Passive-aggressive Southern moms are no joke.

Her thirteen-year-old half-sister, ’a child weaned on poison,’ is a mural of personalities – one minute a leggy Lolita by the pool, the next an infantile choir girl. In the former guise, she has a strangling grip over all of the town’s cobwebs of misery.

Flynn conjures up a bleak world of Missourian madness swarming with death, macabre and everything in between. Thoughtless trains of the foolish, and the fictional city of Windgap, are basically synonyms.

The author has long loathed this idea that ‘women are innately good, innately nurturing’ and bewailed ‘the spunky heroines’ and ‘dismissably bad tramps and vamps’ taking over so much of contemporary fiction. She subverts the literary paradigms of strong women characters where the only major personality trait they have is built around dogmatic gender roles, by recognizing their proclivity to be ‘pragmatically evil, bad, and selfish’. 

For instance, Camille’s winsomeness typically straddles the ideals of a temptress or an angel, but she is neither. The deeper she delves into the gory labyrinths of mystery by navigating the riptides of Windgap, the deeper she falls into the cesspool of her own scarred past.

All these baroque pieces of Flynn’s boorish nightmare, with a tinge of ghoulish elements, could have easily been bogged down to edgy caricatures, but they are written with an admirable sense of ugliness – not in a hideous sort of way. Rather, the howling obfuscation of a bad fever dream. A long night’s sleep that turns into a rotten stupor. Stifled, ghastly and tattered. 

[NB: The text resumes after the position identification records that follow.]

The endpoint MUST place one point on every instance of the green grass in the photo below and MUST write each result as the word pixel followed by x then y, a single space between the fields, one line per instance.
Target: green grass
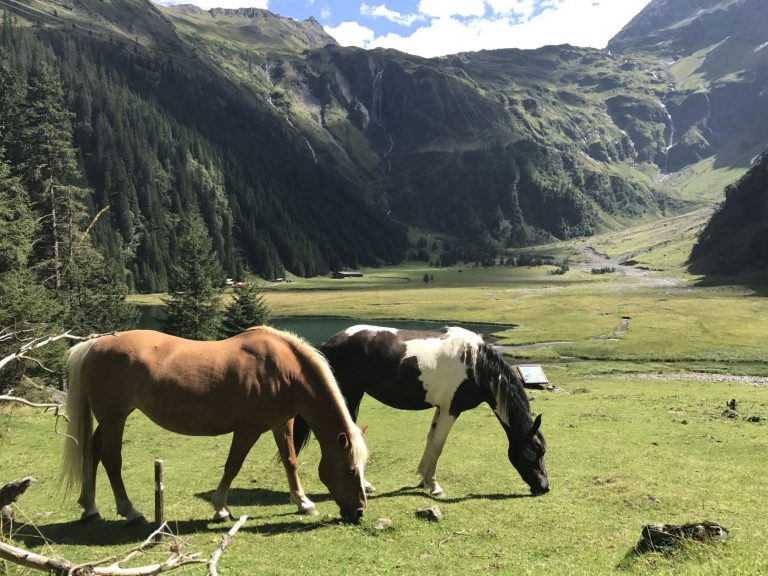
pixel 612 444
pixel 624 450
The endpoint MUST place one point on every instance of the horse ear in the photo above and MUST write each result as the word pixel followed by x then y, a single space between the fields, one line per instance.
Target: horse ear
pixel 536 426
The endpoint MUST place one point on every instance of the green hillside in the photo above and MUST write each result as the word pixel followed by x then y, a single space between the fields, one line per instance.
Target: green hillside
pixel 306 156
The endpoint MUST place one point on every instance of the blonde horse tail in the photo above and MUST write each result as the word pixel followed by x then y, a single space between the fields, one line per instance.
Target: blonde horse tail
pixel 78 455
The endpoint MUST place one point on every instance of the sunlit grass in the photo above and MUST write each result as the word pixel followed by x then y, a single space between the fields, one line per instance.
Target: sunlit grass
pixel 621 453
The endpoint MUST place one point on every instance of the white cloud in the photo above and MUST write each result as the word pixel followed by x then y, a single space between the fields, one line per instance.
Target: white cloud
pixel 578 22
pixel 208 4
pixel 351 34
pixel 520 8
pixel 447 8
pixel 383 12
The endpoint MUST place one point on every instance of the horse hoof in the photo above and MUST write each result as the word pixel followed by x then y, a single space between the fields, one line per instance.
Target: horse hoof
pixel 90 518
pixel 138 521
pixel 222 517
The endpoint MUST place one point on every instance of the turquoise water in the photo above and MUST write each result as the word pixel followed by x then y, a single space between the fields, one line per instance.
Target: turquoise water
pixel 315 329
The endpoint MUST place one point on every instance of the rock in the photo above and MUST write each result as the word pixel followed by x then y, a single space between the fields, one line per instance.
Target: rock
pixel 650 499
pixel 382 524
pixel 663 535
pixel 431 513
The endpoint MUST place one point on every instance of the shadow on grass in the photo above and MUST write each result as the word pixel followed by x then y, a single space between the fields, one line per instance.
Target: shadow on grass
pixel 117 533
pixel 419 491
pixel 259 497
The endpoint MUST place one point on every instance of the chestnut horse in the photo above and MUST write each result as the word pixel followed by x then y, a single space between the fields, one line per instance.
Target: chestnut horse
pixel 248 384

This part Southern-Gothic thriller, bubbling with Hitchcockian motifs, is a sordid tale entailing the worst of human frailties. At times, Flynn suffers the same slip up that has been a common feature for young writers – poor figurative writing, but her dark yet evocative prose in the tradition of Shirley Temple more than balances the scale in her favour.

It is the kind of book you would want to read marooned on a warm summer afternoon under the soft embrace of the Sun because of how visceral and harrowing it tends to get. If you’re not fond of literature that disturbs you on a psychological level and keeps you awake in the dying embers of twilight hours – sane people usually aren’t – then pack your bags and off you go!